The Tarot: The Tower

When the Lightning Comes

The Tower is the most dramatic image in the Tarot. A tall structure, struck by lightning, its crown blown off, two figures falling from the heights into open air.

We do not usually see it coming. Or perhaps we do not always let ourselves see it coming. Sometimes the Tower does not arrive as sudden lightning. Sometimes change has been tapping us on the shoulder for months, even years, patient and persistent. A quiet knowing we kept deferring. A restlessness we kept explaining away. A crack in the wall we kept painting over.

When we ignore the tap long enough, the lightning comes anyway.

That is part of its nature. The Tower represents the structures we have built with great care and considerable effort, the ones we believed were solid, permanent, proof against the weather. And then something strikes. A loss, a revelation, a relationship that ends, a belief that suddenly cannot hold its own weight. The crown flies off. The walls crack. We are airborne before we have decided to jump.

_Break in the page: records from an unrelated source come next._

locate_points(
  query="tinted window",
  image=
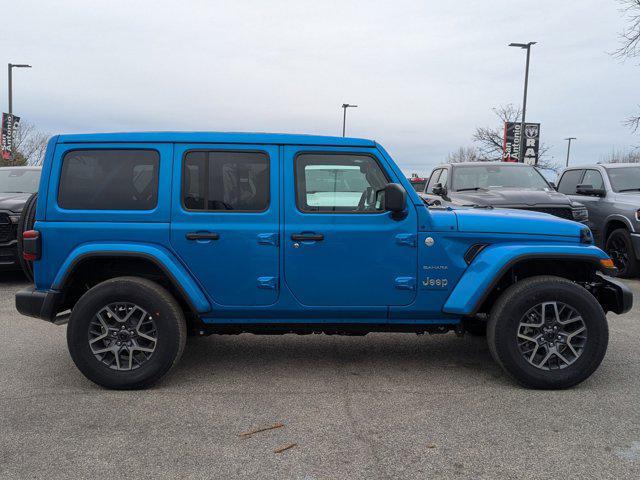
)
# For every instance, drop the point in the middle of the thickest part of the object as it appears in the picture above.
(593, 178)
(443, 177)
(497, 175)
(433, 180)
(624, 179)
(19, 180)
(570, 181)
(226, 181)
(109, 180)
(338, 183)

But look again at those two figures. They are not simply falling. There is something in the image that has always suggested the possibility of the dive.

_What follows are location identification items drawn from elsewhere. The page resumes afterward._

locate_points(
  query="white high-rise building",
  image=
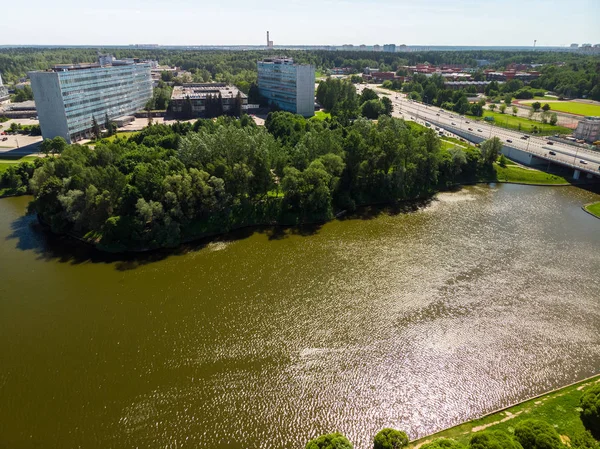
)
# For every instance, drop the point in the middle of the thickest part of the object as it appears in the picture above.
(290, 86)
(3, 91)
(69, 98)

What the Tower Was Protecting

The lightning does not strike randomly. It finds what has grown too rigid, too defended, too removed from the living ground. Jung understood this as the psyche’s own corrective force, the Self dismantling what the ego has over-built. The Tower falls because something inside it needed to be free.

This is where the Tower and Calcination meet. The fire of calcinatio and the lightning of the Tower are the same force in different forms. Both burn away what cannot last. Both reveal what was hidden inside the structure all along.

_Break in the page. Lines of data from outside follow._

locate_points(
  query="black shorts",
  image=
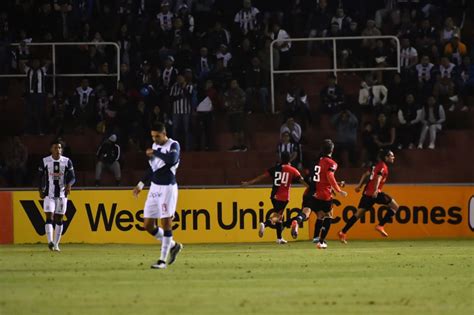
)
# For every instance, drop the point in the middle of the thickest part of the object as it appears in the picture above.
(279, 206)
(307, 201)
(367, 202)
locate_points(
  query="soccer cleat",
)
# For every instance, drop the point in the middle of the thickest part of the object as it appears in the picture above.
(322, 245)
(281, 241)
(294, 229)
(381, 230)
(174, 252)
(160, 264)
(342, 237)
(261, 229)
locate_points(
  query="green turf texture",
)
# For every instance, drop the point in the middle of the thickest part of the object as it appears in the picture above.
(374, 277)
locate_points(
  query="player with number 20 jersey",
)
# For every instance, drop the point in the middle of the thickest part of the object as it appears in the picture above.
(282, 176)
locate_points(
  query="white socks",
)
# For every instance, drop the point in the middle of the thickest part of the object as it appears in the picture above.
(165, 247)
(58, 230)
(48, 227)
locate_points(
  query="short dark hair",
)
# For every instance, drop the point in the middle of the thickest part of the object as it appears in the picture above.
(327, 147)
(383, 153)
(56, 141)
(160, 127)
(285, 157)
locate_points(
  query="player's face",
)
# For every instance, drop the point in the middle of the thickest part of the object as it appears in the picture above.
(56, 150)
(390, 158)
(159, 137)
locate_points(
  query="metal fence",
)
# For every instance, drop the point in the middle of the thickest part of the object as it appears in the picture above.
(55, 57)
(334, 68)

We built the Tower. We laid every stone. We know its architecture better than anyone. And so when it falls, we are not entirely without resources. We also get to choose how we meet the falling. We can brace against it, clench and resist, insisting it should not be happening. Or we can do the harder, braver thing. We can open. We can let the fall be a fall and trust that the ground, when it comes, will be real.

That choice, small as it may feel in the moment of impact, is everything. It is the difference between collapse and transformation. It is the dive.

The Literature:

Poetry

Myth

Inanna arrives at the first gate adorned in her crown, her power, her identity. She is asked to leave it all behind. She does not yet know why. She keeps going. For now we will only read through the first gate. See PDF attachment below.

Song

Leonard Cohen spent years writing Anthem. He said the song took him a decade because he kept trying to make it more hopeful than it wanted to be. In the end he let it be what it was.

The chorus holds one of the most quietly radical ideas in all of his work. Not that the crack can be repaired. Not that the crack is a flaw to be ashamed of. But that the crack is precisely where the light enters.

This is the Tower after the lightning. This is calcination after the fire.

  • Anthem by Leonard Cohen – lyrics

The Ponderings:

  • What has any of the literature inspired you to leave behind? Something in the literature found you. It always does. What did it stir, disturb, or illuminate?
  • What are you willing to burn? What in you has been circling the fire for a long time, drawn to the heat but not yet ready to step close? What have you been tending, defending, explaining, preserving — that part of you already knows belongs to the flame?
  • What would remain of you after the fire? The alchemists knew that the ash weighs more than what it came from. Something essential survives the burning, clarified, irreducible, finally itself. If the fire took everything borrowed, everything performed, everything built for someone else’s eyes… What is the self that would remain, standing in the ash, unadorned and wholly yours?
  • What has been tapping on your shoulder? Before the lightning, there is always a whisper. A restlessness you have been naming as something else. A knowing you have been deferring until the time is right, until you are ready, until conditions improve. What has been patient with you long enough? What is asking, more insistently now, to be heard?